One major cause of breaks is flutter. Flutter is a phenomenon in which the web moves in a direction substantially perpendicular to the direction of travel, with one or more amplitudes and frequencies. Flutter in a paper machine is generally known to be caused by two components of air flow: a cross-machine-direction component caused by large volumes of ventilated air injected into pockets between dryer cans by blow boxes to reduce humidity, and a machine-direction component represented by the laminar air flow on the web as it moves through the paper machine. As the paper moves around the dryer cans, it stretches along the center of the sheet, resulting in slack at the edges of the paper where there is less tension. This slack is susceptible to vertical motion when subjected to the multiple air flow components, and flutter develops.
Artisans have employed various foil and forced air designs for use in large scale drying and web production processes, with varying results.
King, Jr., U.S. Pat. No. 4,306,358, discloses an apparatus for air drying a slurry, such as reconstituted tobacco slurry, which is conveyed on a moveable support. The apparatus includes means for directing air flow against the supported web.
Mair, U.S. Pat. No. 4,145,796, discloses the use of a current of air for flattening the bent edges of a flexible web-type work piece, such as a textile weave or knit, synthetic resin foil or paper. The air is blown from a guide in a flow direction extending transverse to the transport direction of the work piece, outwardly from the center of the work piece. This reference illustrates a pair of converging air-directing plates for ensuring that the flattened work-piece remains flat and that the flattening effect is optimized, such as to reduce curling of the edges.
Stanley, U.S. Pat. No. 3,198,499, discloses the use of an air flow to support an advancing member during heat treatment. This reference illustrates the concept of laterally flowing a gas beneath the member in a cross-machine direction.
Andrews, U.S. Pat.
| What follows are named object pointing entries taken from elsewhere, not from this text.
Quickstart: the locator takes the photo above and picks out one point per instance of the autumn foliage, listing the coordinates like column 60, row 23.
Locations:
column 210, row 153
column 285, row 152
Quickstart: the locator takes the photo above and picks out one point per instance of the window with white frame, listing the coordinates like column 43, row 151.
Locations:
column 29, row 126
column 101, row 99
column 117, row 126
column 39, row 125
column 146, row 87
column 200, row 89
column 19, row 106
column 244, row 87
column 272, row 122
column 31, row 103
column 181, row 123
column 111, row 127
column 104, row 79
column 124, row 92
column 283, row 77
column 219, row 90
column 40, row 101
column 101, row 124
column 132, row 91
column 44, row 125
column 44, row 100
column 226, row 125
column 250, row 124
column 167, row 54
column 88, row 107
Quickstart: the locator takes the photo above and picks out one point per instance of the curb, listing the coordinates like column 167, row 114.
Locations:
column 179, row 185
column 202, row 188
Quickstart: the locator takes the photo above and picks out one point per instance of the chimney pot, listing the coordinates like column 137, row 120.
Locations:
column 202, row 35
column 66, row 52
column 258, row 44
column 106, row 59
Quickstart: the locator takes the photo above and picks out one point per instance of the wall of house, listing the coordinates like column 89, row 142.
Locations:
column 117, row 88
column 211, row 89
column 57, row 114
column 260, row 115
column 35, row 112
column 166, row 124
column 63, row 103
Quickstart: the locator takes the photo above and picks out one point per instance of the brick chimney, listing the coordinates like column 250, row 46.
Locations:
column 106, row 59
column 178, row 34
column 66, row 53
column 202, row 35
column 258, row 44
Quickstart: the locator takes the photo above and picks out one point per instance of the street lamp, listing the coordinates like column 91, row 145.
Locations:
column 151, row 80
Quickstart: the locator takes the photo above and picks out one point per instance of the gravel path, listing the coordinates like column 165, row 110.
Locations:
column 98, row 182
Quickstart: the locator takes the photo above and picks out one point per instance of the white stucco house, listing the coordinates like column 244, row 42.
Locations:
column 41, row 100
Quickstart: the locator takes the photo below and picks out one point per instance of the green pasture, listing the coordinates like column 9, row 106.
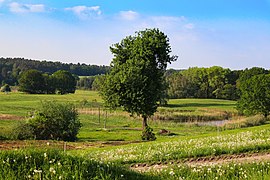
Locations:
column 111, row 141
column 100, row 124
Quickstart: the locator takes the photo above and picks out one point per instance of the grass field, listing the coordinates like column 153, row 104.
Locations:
column 109, row 142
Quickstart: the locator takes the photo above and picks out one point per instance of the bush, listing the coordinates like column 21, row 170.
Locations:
column 245, row 122
column 54, row 121
column 148, row 134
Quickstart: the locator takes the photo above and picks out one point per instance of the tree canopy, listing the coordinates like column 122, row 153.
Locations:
column 65, row 82
column 255, row 95
column 136, row 80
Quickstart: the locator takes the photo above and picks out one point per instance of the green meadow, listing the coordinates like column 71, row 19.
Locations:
column 109, row 144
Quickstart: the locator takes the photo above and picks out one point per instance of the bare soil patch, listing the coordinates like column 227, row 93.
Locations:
column 204, row 161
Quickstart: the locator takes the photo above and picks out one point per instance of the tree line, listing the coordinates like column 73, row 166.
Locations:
column 11, row 68
column 213, row 82
column 35, row 82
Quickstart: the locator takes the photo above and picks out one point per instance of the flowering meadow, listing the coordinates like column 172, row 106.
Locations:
column 177, row 149
column 231, row 171
column 52, row 164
No. 2,574,083, discloses the use of a baffle strip for increasing a downward air pressure against an edge of a moving web which is disposed on tenter pins in a drawing chamber.
Vits, European Patent application Ser. No. 0313806 discloses a system whereby air jets are blown in a machine direction over a moving web to stabilize the web between rolls.
While, in the main, these artisans have contributed significantly to the field of web processing, they have not provided means for efficiently reducing the amplitude and frequency of flutter in modern web handling operations. Accordingly, a need exists for a flutter suppression system which includes non-contact, low energy means for reducing the flutter of a moving web in a paper machine. Such a system should be able to employ existing cross currents of air flow and, thus, minimize energy costs while reducing the number of breaks.